Pelos Direitos Humanos...

Há tempo tento falar e não consigo. Recentemente pedi voz num auditório e, diante de umas cem pessoas, falei, falei, sem dizer nada... Estou mesmo confuso. Talvez escrevendo consiga organizar as ideias, reduzindo a ansiedade, deletando, respirando fundo e recomeçando.

Os Direitos Humanos têm mexido com o Brasil, gera polêmica e agora virou guerra. Sei que "o direito é filho da luta e só pode manter-se pela luta" (Flóscolo da Nóbrega). É justamente sobre essa luta que tento me manifestar sem sucesso...

Estereotiparam os ativistas, desqualificaram os militantes, rejeitaram o Direito.
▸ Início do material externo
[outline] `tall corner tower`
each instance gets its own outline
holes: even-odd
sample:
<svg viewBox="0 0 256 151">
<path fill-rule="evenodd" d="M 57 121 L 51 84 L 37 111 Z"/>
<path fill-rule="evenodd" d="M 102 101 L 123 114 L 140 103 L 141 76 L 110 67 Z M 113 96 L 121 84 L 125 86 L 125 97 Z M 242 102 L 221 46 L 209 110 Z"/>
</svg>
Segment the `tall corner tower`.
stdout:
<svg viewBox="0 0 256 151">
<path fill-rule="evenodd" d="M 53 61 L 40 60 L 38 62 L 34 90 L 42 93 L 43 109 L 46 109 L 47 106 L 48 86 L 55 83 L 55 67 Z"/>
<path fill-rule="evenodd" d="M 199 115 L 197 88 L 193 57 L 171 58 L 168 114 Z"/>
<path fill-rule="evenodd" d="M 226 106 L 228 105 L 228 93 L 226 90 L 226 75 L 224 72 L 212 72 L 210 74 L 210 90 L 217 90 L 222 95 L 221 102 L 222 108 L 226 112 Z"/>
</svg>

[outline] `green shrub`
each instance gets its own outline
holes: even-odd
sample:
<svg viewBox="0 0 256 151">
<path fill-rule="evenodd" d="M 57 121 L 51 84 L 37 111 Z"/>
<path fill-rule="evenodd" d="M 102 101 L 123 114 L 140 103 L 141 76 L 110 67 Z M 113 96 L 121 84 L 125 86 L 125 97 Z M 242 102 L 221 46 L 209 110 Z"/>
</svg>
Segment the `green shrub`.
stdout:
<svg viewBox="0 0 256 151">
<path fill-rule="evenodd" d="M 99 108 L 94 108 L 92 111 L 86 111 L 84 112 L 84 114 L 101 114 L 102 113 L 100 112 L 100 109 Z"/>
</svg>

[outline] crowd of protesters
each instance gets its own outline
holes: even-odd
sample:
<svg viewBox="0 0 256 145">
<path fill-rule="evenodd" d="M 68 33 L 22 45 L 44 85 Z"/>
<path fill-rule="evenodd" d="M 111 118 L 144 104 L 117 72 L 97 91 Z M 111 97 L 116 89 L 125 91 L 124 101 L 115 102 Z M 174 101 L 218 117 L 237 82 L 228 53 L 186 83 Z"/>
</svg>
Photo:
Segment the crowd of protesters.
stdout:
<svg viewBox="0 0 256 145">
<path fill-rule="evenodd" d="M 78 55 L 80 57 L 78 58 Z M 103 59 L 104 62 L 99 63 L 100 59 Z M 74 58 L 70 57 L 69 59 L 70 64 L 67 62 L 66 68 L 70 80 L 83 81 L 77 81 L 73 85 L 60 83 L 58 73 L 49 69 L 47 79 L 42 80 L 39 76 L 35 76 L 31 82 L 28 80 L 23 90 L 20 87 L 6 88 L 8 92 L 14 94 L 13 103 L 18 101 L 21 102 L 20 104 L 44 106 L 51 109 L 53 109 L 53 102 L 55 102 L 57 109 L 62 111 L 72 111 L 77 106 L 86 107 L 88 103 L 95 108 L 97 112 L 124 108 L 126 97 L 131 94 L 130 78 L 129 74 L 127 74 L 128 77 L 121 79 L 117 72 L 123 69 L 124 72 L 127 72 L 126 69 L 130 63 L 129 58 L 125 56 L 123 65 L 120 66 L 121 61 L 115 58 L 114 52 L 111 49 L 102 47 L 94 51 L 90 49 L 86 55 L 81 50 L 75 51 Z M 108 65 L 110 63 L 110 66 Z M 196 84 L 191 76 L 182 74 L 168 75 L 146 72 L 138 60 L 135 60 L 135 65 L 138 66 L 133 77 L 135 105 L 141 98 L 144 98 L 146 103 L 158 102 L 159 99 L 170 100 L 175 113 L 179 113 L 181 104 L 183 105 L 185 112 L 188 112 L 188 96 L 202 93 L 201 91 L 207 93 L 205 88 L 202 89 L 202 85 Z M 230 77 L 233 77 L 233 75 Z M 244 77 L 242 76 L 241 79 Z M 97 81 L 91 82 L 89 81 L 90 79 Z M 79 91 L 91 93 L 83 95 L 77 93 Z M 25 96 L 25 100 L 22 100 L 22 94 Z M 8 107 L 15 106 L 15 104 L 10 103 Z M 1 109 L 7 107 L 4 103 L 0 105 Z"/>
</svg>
Pensamento que contagia a sociedade e é, sem dúvida, lamentavelmente hegemônico. Essa guerra é da comunicação e os Direitos Humanos não estão sendo compreendidos...

Mas o que pretendo mesmo examinar é o fenômeno inverso: muitos humanistas, por outro lado, não me parecem ouvir as críticas da melhor forma, também construindo esteriótipos e obstruindo os canais de comunicação... Ou seja, neste diálogo (se é que existe), o ruído vai nos dois sentidos, cada um mais armado que o outro, ocasionando um saldo de entendimento mútuo praticamente inexistente. Virou guerra.

Por mais esquisito que possa parecer, coloco-me ao lado dos defensores dos Direitos Humanos para alertar - com toda a intransigência e descaramento que caracterizam a minha personalidade - sobre a melhor leitura que podemos fazer das reivindicações e desabafos de muitos da sociedade a cerca dos "direitos humanos dos bandidos" e da "impunidade dos marginais"...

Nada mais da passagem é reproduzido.